The first time I was sabotaged I thought I was losing my mind.
I was 19 when I got my first full-time job, working for a natural foods wholesaler. I worked in a warehouse as an order picker. Health food stores would order cases of herbal teas, tofu, etc, and my job was to go around the warehouse or walk-in freezer and find the items each store ordered, collect the specified quantity, and put it on a pallet, where I would write the store code on the boxes in black magic marker. Once the pallet was full someone would use a hand truck to move it to the loading dock where it was loaded onto trucks for delivery.
The other order picker was a woman named Pat, who was maybe 12 years older than me. I can still remember her face clearly - she had thin lips, a pointy slightly upturned nose, wire-frame glasses and her mousy-brown hair was cut in the Dorothy Hammill style. I seem to remember she blinked alot. She was of average intelligence, quiet and utterly dedicated to her job. It was a point of pride for her, to be such a good order picker.
And it turned out, she was a devotee of the Guru Mahara Ji.
I don't know if her being a member of a religious cult had any bearing on anything, but the actor I mentioned earlier was not only a Christian but a Christian missionary, she claimed, so I do have to wonder.
Anyway, I wanted to be an illustrator at the time. I had no desire to devote my life to being an order picker. But I certainly wanted to do an effective job of order picking. And I did fine at first.

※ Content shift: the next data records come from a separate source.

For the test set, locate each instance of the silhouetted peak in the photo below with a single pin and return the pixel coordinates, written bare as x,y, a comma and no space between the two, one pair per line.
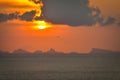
101,51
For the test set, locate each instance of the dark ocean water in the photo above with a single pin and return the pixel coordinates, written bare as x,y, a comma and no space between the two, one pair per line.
60,68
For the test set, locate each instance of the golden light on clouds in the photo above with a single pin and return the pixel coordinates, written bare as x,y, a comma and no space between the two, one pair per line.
8,6
40,25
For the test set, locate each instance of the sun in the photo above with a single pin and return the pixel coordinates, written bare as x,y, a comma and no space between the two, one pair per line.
41,25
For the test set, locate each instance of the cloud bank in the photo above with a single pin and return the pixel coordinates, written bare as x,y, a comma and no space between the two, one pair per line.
66,12
74,13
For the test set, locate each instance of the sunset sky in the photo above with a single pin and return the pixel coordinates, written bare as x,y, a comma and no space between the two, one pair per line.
65,25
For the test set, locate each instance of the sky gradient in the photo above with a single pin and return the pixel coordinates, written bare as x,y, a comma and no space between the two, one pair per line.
74,26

But then something happened to me, it seemed. The truck drivers would come back to the warehouse claiming that they were missing cases that I was supposed to have picked. So I tried to be better at checking quantities. And some days nothing went wrong. But it happened at least once a week that I would be responsible for a quantity error.
I thought I was losing my mind.
And then one day, right before I quit, I was picking orders in a back section of the warehouse when I came upon a small stack of boxes from an order that I had mis-picked the day before. Except of course I didn't mis-pick them. All the boxes had the store codes written on them in black magic marker in my handwriting which meant that the order had been loaded on the pallet. So what that meant was that when I walked away from the pallet to pick more items, that asshole was grabbing some of my boxes and tossing them away. Just like that.
Why did she do it? Because she could.
Now of course I have my theories about it. My leading theory is that this woman had very little going for her, which is why she devoted her life to the Guru Mahara Ji and the only thing she really had to be proud of was that she was a good order picker. If I was also a good order picker it meant that she was no longer special. She had to make me look like a bad order picker.
But I have no way of knowing if I'm right. All I know for sure is that I have evidence that this woman was deliberately sabotaging me. But until the evidence was staring me right in the face, it never occurred to me that this woman was sabotaging me - because it would never occur to me to sabotage anybody.
These days I would immediately suspect sabotage, because I've been around the block a few times since I was 19. You've heard the saying: sadder but wiser.